Brexit: les députés rejettent à nouveau la demande d’élections de Boris Johnson, le Parlement suspendu

Boris Johnson
Boris Johnson - AFP

Les députés britanniques ont infligé mardi une nouvelle défaite cuisante au Premier ministre Boris Johnson en refusant à nouveau de déclencher des législatives anticipées, avant une suspension du Parlement jusqu’au 14 octobre, deux semaines avant la date prévue pour le Brexit.

Avec seulement 293 voix pour, loin des deux tiers des sièges requis pour déclencher des élections générales, les députés ont mis en échec pour la deuxième fois en cinq jours la proposition de Boris Johnson, qui voulait que les électeurs soient appelés aux urnes le 15 octobre.

Avant le vote, le chef de gouvernement a assuré qu’il ne demanderait « pas un nouveau report » du Brexit, prévu le 31 octobre, en dépit d’une loi votée en ce sens par le Parlement, entrée en vigueur lundi après l’assentiment de la reine Elizabeth II.

Comment compte-t-il s’y prendre ?

Recours en justice, démission ou autre, Boris Johnson n’a pas expliqué comment il compte s’y prendre.

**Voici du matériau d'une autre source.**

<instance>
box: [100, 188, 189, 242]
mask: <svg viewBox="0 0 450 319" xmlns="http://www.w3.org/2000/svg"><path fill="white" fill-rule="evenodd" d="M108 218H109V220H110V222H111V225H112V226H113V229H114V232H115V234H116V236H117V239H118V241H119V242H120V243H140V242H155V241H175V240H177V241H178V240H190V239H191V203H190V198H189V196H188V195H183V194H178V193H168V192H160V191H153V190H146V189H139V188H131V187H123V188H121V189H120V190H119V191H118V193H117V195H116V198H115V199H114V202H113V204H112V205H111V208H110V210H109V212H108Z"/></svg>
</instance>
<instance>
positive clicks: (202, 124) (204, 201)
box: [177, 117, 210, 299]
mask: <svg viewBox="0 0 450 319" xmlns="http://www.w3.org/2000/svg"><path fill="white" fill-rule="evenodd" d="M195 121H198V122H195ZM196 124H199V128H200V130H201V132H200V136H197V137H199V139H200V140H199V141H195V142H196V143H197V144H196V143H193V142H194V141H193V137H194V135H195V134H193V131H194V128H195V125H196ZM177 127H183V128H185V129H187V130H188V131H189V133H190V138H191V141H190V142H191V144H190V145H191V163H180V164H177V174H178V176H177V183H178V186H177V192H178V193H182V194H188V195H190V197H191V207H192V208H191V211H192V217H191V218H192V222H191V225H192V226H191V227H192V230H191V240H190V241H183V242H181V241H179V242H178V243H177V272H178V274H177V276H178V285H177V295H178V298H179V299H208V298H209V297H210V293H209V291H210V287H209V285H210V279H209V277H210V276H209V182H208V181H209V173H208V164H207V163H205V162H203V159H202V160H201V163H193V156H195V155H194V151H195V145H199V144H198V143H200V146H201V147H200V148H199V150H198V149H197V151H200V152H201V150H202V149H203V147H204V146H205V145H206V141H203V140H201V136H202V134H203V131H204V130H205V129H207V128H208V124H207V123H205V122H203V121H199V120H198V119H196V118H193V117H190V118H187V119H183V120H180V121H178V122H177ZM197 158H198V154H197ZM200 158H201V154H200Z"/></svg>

« Si vous voulez un délai, alors votez pour des élections générales ! », a-t-il lancé au leader de l’opposition Jeremy Corbyn qui, selon lui, craint d’être défait dans les urnes. Celui-ci a rétorqué qu’il voulait une élection, mais se refuse à « risquer le désastre » d’une sortie de l’UE sans accord.

Avant tout scrutin, l’opposition veut s’assurer que la perspective d’un « no deal » est écartée et que le Brexit sera repoussé de trois mois, comme le Parlement l’a voté la semaine dernière.

Ce texte oblige le Premier ministre à demander ce report à l’UE s’il n’obtient pas d’accord de sortie d’ici au 19 octobre, juste après un sommet européen.

Le Parlement suspendu

Le Parlement britannique a été suspendu tôt mardi matin pour cinq semaines, jusqu’au 14 octobre, soit deux semaines seulement avant la date prévue pour le Brexit, après que les députés ont rejeté la tenue d’élections anticipées voulues par le Premier ministre conservateur Boris Johnson.

Cette suspension très controversée, critiquée par le président de la Chambre des communes John Bercow, s’est déroulée dans une ambiance électrique, au milieu des protestations acrimonieuses de l’opposition.

Les camouflets se succèdent

Les camouflets se sont succédé depuis une semaine pour Boris Johnson. Lundi en début de soirée encore, la Chambre des communes a adopté un texte pour contraindre le gouvernement à publier des documents confidentiels sur l’impact d’un Brexit sans accord, que l’exécutif est soupçonné d’avoir minimisé.

► Les députés britanniques obligent Boris Johnson à publier des documents confidentiels sur le Brexit

La séance de lundi à la Chambre des communes est la dernière avant la suspension du Parlement pendant cinq semaines décidée par Boris Johnson. Elle a été marquée par l’annonce surprise de la démission prochaine du président de la Chambre, John Bercow, après dix ans passés dans le fauteuil de « speaker ».